Cui, Guowen, Ji, Guoxu, Liu, Shengyong, Li, Bing, Lian, Lu, He, Wenhua, Zhang, Pan
Acta physiologiae plantarum 2019 v.41 no.7 pp. 115
Elymus dahuricus, absorption, adverse effects, altitude, carotenoids, catalase, chlorophyll, enzyme activity, leaves, malondialdehyde, osmotic pressure, peroxidase, photochemistry, photosystem II, plant response, proline, radiation resistance, reactive oxygen species, sugars, superoxide dismutase, vegetation, yttrium, China
The harsh natural environment on the Qinghai–Tibetan Plateau has a detrimental effect on the growth of vegetation.

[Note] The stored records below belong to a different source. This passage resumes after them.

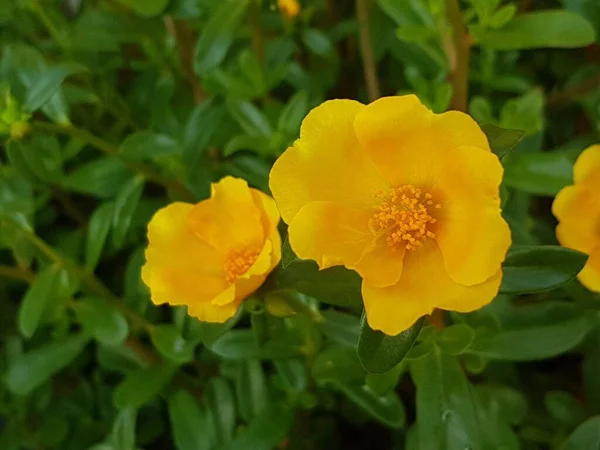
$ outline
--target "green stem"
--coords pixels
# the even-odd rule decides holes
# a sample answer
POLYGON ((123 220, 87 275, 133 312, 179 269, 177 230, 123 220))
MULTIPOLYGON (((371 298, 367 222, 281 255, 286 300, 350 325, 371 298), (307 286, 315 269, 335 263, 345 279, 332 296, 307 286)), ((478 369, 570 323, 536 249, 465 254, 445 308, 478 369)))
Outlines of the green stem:
POLYGON ((452 108, 467 111, 469 97, 470 44, 458 0, 446 0, 446 14, 452 25, 452 46, 447 49, 452 82, 452 108))
POLYGON ((381 91, 379 89, 379 79, 377 78, 377 68, 375 66, 375 56, 373 55, 373 45, 369 30, 368 0, 356 0, 356 18, 359 25, 360 50, 367 95, 369 101, 372 102, 381 96, 381 91))
MULTIPOLYGON (((30 1, 31 9, 36 13, 40 21, 44 24, 44 27, 48 31, 50 37, 56 42, 59 46, 65 47, 64 35, 54 26, 52 20, 46 14, 44 7, 39 4, 38 0, 30 1)), ((46 7, 47 8, 47 7, 46 7)))
POLYGON ((35 274, 28 269, 0 265, 0 277, 13 278, 31 283, 35 279, 35 274))

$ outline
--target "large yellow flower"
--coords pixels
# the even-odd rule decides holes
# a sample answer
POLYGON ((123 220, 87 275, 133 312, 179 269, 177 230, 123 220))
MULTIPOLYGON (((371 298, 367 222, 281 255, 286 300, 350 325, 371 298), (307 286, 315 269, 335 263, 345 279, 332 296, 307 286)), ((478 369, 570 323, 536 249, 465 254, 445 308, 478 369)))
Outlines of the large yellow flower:
POLYGON ((313 109, 270 186, 294 252, 358 272, 369 325, 396 335, 434 308, 496 295, 511 243, 501 179, 469 116, 408 95, 313 109))
POLYGON ((300 13, 300 3, 298 3, 298 0, 277 0, 277 6, 279 7, 279 11, 290 19, 293 19, 300 13))
POLYGON ((154 303, 224 322, 280 261, 279 213, 244 180, 225 177, 211 190, 210 199, 172 203, 154 215, 142 279, 154 303))
POLYGON ((561 245, 589 255, 577 278, 600 292, 600 145, 586 148, 573 167, 575 183, 561 190, 552 205, 561 245))

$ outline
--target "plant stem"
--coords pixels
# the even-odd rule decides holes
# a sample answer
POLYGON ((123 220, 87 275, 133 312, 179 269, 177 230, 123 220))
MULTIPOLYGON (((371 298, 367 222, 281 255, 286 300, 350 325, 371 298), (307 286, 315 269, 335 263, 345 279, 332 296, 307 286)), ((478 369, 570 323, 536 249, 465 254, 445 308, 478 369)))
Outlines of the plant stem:
POLYGON ((452 82, 452 109, 467 111, 469 98, 470 43, 462 19, 458 0, 446 0, 446 14, 452 25, 452 50, 448 54, 450 81, 452 82))
POLYGON ((31 0, 30 7, 36 13, 42 24, 44 24, 44 27, 54 42, 56 42, 60 47, 65 47, 64 35, 61 34, 58 28, 54 26, 54 23, 52 23, 52 20, 46 14, 44 6, 40 5, 38 0, 31 0))
POLYGON ((200 103, 206 97, 206 93, 204 92, 204 89, 202 89, 200 80, 194 72, 194 42, 196 41, 194 33, 192 33, 185 22, 178 21, 172 16, 165 16, 164 23, 167 32, 173 36, 175 42, 177 42, 177 51, 179 52, 181 67, 192 88, 194 103, 200 103))
POLYGON ((252 49, 258 62, 262 63, 265 56, 265 43, 260 24, 260 4, 261 0, 254 0, 250 5, 250 25, 252 27, 252 49))
POLYGON ((375 66, 375 56, 371 44, 371 35, 369 32, 369 0, 356 0, 356 18, 359 25, 360 49, 363 62, 363 71, 367 95, 369 101, 378 99, 381 96, 379 89, 379 80, 377 78, 377 68, 375 66))
POLYGON ((29 269, 0 265, 0 277, 13 278, 31 283, 35 280, 35 274, 29 269))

Elymus dahuricus, a widely distributed perennial herb on the Qinghai–Tibetan Plateau, is highly adapted to alpine regions. To unveil the mechanism of E. dahuricus adaptation to high altitude on the Qinghai–Tibetan Plateau, the relative photosynthetic characteristics and physiological indexes of wild E. dahuricus collected from different elevations in Huangzhong County and Minhe County of Qinghai Province were investigated. Increases in the maximum photochemical efficiency (Fᵥ/Fₘ), potential activity (Fᵥ/Fₒ), non-photochemical quenching (NPQ), total carotenoids content (Car), chlorophyll a to chlorophyll b ratio (Chl a/b) and total carotenoids to chlorophyll ratio (Car/Chl) were accompanied by decreases in photochemical quenching coefficient (qP), effective photochemical quantum yield of PSII (Y(II)) and chlorophyll a (Chl a) and chlorophyll b (Chl b) contents. Increases in Fᵥ/Fₘ and Fᵥ/F₀ with altitude indicate that the photosynthetic capacity can be maintained with increases in altitude. As a photoprotective mechanism, decreases in chlorophyll content could lead to a reduction in the absorption of high energy light by leaves; therefore, the photosynthetic capacity of E. dahuricus was maintained on the Qinghai–Tibetan Plateau. Furthermore, the increasing malondialdehyde content along altitudinal gradients indicated that the alpine environments had an adverse effect on E. dahuricus growth. The increase in superoxide dismutase, peroxidase and catalase activities reflected a higher reactive oxygen species scavenging capacity, and the increases in soluble sugar and proline contents increased the osmotic adjustment substance contents, suggesting that the reactive oxygen species scavenging ability and osmotic pressure regulation play roles in maintaining the normal growth of E. dahuricus. In conclusion, the high altitude on the Qinghai–Tibetan Plateau negatively affected E. dahuricus growth, and the adaptation mechanism and survival strategies of E. dahuricus were ascribed to the comprehensive effects of photosynthetic capacity, reactive oxygen species scavenging and osmotic adjustments.